La cosa che si nota con facilità vedendo giocare la Roma di Zeman è che non sembra una squadra di Zeman: sovrapposizioni, tagli, palloni in verticale e ricerca della profondità con il contagocce. Al loro posto una manovra lenta, spesso in orizzontale, elaborata e macchinosa che nulla ha a che vedere con il calcio zemaniano. Un problema di gioco o di giocatori? É la squadra che non ha capito il calcio di Zeman oppure questi giocatori non sono adatti per il calcio del boemo? Lui, Zdenek, non perde occasione (l’ha fatto anche al termine della partita contro la Samp) per ribadire che quello proposto finora dalla Roma non è il suo gioco, rafforzando la sensazione che la squadra sia ancora alla ricerca di una precisa identità. Una delle principali caratteristiche delle squadre zemaniane è la riconoscibilità: le vedi giocare e capisci al volo che dietro c’è la mano del boemo. Se vedi giocare oggi la Roma fai fatica a pensare che sia una squadra di Zeman.
È una Roma che, oltre tutto, dura poco. Dopo Bologna, la Samp: primo tempo con il piede pigiato sull’acceleratore, ripresa con la lingua di fuori. Con conseguente, clamorosa rimonta dell’avversario. Se alla fine della partita con il Bologna Zeman ha detto che c’era stato un difetto di presunzione, mercoledì sera ha parlato di errori sul piano dell’impostazione della manovra, con troppi lanci lunghi e un arrembaggio sconclusionato (una critica a De Rossi, entrato in campo dopo il gol di Munari?). Resta da capire, poi, quale sia la causa del doppio flop atletico, mercoledì nonostante l’uomo in più e il riposo di domenica scorsa per non aver giocato a Cagliari: crollo psicologico legato alle reti degli avversari, quindi gambe che si bloccano e non girano più oppure gambe che non girano perché non ce la fanno a girare? Sta di fatto che la Roma se/quando becca un gol evapora, sparisce dal campo.

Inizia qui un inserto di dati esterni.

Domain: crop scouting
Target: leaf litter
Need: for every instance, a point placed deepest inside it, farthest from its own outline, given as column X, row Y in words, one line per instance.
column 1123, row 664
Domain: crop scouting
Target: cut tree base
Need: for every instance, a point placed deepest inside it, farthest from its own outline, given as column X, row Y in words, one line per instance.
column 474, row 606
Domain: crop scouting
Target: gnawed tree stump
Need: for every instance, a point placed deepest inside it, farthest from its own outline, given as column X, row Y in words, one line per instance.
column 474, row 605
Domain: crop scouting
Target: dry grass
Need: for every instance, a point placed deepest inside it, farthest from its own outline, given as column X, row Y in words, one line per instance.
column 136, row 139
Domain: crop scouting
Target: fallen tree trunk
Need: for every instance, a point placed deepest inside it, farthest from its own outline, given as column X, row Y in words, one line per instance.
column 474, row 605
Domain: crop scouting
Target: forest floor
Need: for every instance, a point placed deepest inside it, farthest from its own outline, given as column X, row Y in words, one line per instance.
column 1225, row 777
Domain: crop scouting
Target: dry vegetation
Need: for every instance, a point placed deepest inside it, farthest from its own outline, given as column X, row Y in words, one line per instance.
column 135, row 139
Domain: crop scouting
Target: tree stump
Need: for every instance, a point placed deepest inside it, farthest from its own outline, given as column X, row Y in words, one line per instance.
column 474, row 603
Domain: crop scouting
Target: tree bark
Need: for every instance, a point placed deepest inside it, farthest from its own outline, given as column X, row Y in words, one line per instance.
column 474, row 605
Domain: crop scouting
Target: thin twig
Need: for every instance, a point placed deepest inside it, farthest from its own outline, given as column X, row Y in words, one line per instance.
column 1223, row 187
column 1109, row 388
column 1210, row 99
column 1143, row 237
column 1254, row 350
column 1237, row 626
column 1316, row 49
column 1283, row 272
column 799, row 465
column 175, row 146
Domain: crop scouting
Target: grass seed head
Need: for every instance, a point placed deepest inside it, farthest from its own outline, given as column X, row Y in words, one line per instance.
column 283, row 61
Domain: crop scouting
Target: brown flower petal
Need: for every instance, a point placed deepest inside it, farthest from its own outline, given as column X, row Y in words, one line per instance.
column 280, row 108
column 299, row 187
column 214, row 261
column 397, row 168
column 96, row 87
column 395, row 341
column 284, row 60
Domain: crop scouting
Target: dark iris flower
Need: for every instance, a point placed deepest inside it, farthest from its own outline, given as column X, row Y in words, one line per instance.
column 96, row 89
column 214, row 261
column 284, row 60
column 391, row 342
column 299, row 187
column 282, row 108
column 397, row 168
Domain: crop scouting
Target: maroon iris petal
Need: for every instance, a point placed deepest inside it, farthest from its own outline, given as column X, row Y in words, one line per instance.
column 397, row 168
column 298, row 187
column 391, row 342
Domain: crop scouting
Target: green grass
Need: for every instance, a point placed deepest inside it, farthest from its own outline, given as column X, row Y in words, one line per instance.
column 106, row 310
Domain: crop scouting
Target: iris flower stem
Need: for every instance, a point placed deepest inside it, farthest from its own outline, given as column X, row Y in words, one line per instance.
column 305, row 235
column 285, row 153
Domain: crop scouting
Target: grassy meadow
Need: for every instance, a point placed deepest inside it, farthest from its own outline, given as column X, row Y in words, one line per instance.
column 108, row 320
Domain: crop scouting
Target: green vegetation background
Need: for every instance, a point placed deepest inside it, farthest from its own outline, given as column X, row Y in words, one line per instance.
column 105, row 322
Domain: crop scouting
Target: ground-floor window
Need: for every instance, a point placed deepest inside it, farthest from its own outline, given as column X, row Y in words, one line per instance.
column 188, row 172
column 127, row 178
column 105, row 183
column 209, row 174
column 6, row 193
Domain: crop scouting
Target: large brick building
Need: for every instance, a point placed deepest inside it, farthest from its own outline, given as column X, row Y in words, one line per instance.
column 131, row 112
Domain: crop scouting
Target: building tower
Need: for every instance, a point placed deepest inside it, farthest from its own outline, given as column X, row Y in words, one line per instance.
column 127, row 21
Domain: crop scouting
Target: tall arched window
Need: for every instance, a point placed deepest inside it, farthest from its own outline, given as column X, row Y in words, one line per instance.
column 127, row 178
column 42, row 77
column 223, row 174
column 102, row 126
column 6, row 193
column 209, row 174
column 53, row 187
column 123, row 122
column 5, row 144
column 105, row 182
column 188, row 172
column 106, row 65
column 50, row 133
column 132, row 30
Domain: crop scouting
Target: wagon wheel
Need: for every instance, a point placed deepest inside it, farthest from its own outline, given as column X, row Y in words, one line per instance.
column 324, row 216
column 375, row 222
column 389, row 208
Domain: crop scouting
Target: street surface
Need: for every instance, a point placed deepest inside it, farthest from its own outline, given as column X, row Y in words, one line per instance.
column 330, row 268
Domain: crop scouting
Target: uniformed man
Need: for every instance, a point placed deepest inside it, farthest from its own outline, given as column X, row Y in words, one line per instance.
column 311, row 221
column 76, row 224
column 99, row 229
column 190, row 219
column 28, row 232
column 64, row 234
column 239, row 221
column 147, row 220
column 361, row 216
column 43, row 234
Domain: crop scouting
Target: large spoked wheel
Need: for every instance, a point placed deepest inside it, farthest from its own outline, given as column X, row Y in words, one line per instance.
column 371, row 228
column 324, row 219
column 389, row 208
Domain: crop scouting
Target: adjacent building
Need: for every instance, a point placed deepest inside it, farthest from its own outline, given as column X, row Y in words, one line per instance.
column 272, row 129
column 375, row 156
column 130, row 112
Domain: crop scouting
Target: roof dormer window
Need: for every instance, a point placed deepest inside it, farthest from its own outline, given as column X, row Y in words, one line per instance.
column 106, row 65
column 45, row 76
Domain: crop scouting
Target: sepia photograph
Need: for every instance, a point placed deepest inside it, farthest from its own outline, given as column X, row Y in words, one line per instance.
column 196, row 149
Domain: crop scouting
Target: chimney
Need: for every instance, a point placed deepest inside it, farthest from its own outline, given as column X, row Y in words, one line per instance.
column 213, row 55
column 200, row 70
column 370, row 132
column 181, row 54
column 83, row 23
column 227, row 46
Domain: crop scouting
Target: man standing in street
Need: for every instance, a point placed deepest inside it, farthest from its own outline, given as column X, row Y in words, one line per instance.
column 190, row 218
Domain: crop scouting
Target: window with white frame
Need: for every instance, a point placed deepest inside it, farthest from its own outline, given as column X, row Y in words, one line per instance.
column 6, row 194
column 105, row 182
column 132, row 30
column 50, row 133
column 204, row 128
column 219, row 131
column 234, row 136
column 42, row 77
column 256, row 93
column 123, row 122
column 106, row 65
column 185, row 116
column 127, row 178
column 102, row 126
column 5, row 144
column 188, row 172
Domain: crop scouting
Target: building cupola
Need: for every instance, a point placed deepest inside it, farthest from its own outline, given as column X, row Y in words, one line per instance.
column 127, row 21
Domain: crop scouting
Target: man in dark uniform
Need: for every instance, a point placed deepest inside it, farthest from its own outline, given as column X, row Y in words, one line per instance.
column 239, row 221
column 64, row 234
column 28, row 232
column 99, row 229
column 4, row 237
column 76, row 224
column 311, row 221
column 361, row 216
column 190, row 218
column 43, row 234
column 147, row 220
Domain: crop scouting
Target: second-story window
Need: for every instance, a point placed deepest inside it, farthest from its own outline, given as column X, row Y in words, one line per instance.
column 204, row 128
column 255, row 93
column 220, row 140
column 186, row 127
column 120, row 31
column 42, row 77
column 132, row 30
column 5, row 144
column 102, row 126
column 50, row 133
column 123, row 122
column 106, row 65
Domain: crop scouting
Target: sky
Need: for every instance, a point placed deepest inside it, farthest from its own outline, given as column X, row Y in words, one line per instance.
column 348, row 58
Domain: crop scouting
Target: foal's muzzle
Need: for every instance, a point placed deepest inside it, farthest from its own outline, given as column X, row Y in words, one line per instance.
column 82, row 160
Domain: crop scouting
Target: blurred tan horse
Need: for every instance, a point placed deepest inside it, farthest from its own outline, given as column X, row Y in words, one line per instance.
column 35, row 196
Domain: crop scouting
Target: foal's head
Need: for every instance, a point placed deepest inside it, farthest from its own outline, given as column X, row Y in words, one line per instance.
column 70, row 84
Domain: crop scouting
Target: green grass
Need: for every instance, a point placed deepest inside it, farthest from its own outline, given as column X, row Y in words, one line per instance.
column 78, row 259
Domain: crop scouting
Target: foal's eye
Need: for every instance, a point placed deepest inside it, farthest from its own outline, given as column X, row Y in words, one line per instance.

Detto della squadra, occorre parlare di alcuni singoli. Piris, acquistato per essere il titolare sulla corsia di destra, è stato solennemente bocciato, al punto che Zeman in quel ruolo ha impiegato Taddei; Destro, in campo sempre con vistosi cerotti sulle cosce, sembra la brutta fotocopia dell’attaccante ammirato a Siena: molle, timido, quasi impaurito e capace di sbagliare anche l’impossibile, troppo brutto per essere vero; Tachtsidis appare ancora acerbo per prendere in mano il centrocampo della Roma; Marquinho va a corrente troppo alternata e Lamela non riesce ancora a essere realmente concreto. Stekelenburg mai come in queste ore deve guardarsi dalla concorrenza di Goicoechea, pallino di Zeman. Domanda:come mai il boemo contro la Samp non ha sfruttato le tre sostituzioni a sua disposizione? Ha fatto entrare solo De Rossi, ha rinunciato ad altri due cambi. Sarebbe triste pensare che si è comportato così perché non si fidava di chi stava in panchina (Romagnoli, Marquinhos, Tallo, Lopez, Perrotta e Piris, oltre a due portieri).

Ieri pomeriggio Zeman ha parlato alla squadra prima dell’allenamento (Destro con il morale sotto i tacchetti) e non sono state carezze per gli errori commessi contro la Samp.

Domani c’è la Juve: il suo avversario sarà la Roma, non Zeman.